The Bridge of Honor, commonly known as the Pomeroy-Mason Bridge is a cable-stayed bridge over the Ohio River between the American cities of Pomeroy, Ohio and Mason, West Virginia. With construction being carried out by the C.J. Mahan Construction Company and overseen by the Ohio Department of Transportation, it was completed on December 30, 2008. Ownership of the bridge was transferred to the West Virginia Division of Highways upon completion. The crossing carries Ohio State Route 833 and West Virginia Route Spur 62.

==Construction issues==
The bridge was originally scheduled to open in 2006. However, numerous unforeseen issues delayed the construction. Although work began in 2003, river flooding, poor soil stability, a rock slide, and potentially problematic formwork all caused setbacks in the building process. The final cost of the bridge was approximately US$65 million.
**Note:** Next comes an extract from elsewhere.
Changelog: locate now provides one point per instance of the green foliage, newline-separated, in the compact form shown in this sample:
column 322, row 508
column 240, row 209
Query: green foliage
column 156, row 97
At night, the bridge is illuminated by purple lights shining on the cables and towers.

==Former bridge==
Constructed in 1928, the two-lane Cantilever bridge span once carried U.S. Highway 33. In 2003, it was renumbered to State Route 833 when US 33 was relocated along a new super-two highway to the Ravenswood Bridge. The original two-lane span's center span was demolished on at 8:49 a.m. EDT on April 21, 2009, with several hundred spectators viewing from the Pomeroy levee. The demolition was also broadcast live via an Internet feed on WSAZ from Huntington, West Virginia. An eight-year-old boy was selected to press the detonation button. River traffic was halted for twenty-four hours to allow for clean-up. The remainder of the bridge was removed by June 2009. The cost to remove the center span was approximately $1 million US.